In fact, the not-very-tall and slight-of-build retiree has a large and distinguished career behind him. While working in Rockland County as an engineer, he was elected to the Rockland County Legislature, eventually becoming its chairman. Two terms later, he was elected to the New York State Assembly, where he became the assistant majority leader. Then he served for eight years as a judge in the Town of Ramapo Justice Court, before hanging up his robe.
This would be impressive enough for an American-born frum Jew. But Judge Colman’s success is all the more striking precisely because he’s not American-born. By any standard, you might say he’s from an “underprivileged” background, growing up as an orphaned refugee who well remembers the hungry years and the struggles to find a home and footing.
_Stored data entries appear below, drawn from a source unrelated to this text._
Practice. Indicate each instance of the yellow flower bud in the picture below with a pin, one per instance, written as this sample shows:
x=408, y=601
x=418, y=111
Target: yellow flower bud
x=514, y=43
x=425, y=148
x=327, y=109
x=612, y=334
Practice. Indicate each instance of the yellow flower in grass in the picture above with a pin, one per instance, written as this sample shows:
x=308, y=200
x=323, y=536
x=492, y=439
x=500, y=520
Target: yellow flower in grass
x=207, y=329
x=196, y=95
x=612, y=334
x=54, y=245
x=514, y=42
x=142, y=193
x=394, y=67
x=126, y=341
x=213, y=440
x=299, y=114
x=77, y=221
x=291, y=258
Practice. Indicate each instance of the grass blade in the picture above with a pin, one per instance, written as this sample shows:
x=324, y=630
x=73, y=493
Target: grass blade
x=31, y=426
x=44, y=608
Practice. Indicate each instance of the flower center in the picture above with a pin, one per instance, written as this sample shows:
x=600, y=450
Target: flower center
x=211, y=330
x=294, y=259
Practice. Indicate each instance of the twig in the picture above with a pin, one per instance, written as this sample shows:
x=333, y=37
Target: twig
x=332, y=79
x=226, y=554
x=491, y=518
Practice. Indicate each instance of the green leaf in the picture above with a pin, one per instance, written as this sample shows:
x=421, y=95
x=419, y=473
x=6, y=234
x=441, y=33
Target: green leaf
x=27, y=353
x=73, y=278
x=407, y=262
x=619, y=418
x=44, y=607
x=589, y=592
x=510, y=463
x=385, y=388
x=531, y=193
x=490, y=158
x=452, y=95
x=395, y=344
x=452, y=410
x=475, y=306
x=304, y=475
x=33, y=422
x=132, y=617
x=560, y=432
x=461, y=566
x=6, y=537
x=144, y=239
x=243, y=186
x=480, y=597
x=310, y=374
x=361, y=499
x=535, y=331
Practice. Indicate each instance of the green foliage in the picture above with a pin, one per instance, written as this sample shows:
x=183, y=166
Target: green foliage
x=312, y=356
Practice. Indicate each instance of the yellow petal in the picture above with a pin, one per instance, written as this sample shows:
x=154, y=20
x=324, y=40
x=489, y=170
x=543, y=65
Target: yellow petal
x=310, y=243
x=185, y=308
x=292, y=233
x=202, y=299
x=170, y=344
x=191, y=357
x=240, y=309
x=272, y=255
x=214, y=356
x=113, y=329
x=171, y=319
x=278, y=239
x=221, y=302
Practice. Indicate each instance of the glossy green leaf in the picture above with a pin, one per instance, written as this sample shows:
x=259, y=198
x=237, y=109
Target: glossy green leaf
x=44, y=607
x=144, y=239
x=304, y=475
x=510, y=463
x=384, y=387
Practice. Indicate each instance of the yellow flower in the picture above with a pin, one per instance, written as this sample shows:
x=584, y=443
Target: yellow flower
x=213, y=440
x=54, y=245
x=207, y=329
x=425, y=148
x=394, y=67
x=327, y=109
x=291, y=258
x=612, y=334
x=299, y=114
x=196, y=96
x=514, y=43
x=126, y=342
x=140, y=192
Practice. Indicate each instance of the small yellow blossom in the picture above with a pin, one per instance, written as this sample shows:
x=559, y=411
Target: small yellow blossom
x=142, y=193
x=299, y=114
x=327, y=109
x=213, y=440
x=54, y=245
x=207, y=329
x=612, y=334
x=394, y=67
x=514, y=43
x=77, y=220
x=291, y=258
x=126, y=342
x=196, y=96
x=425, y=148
“But I’m not interested in simply remembering hard times,” he says. “I’m interested in telling the story of how I overcame the hardships I faced.”
Between a Rock and a Hard Place
Colman was born in 1933 in Wadowice, Poland, a town near Cracow best known as the birthplace of Pope John Paul II. The family then moved to a village called Jordanow. His grandfather was a Bobover chassid, and he still retains a warm feeling for Bobov chassidus. “When I got married in 1957, I lived in Crown Heights, and the Bobover Rebbe was there,” he says. “His gabbai still remembered my grandfather.”
He remembers going to cheder in Poland and shul with his father. His mother was well-educated for her time; she’d learned German, English, and how to play the violin. Inspired by religious Zionism, she wanted to move to Eretz Yisrael, but his father — who had lost his own father at a young age and become responsible for all his siblings — didn’t feel he could leave.
They were forced to move when word came in 1939 that Hitler was on the way. As they lived on the western border of Poland, they began traveling east toward Russia along with many other Jews and some Poles who knew Hitler wouldn’t be friendly towards them. About two weeks into the trip, they began seeing Russian soldiers everywhere; unbeknown to them, Hitler and Stalin had signed a pact to divide Poland between them, and they were now considered “liberated” by the Russians.
Most Polish Jews, however, weren’t interested in being liberated. Not understanding just how dangerous the Nazis were, they registered to return home, believing the Nazi-Soviet pact meant the war was over. “That was seen as treasonous by the Russians, who weren’t happy that we didn’t appreciate becoming part of the Soviet paradise,” Colman relates. “At that time, of course, no one anticipated that Hitler would attack Russia.”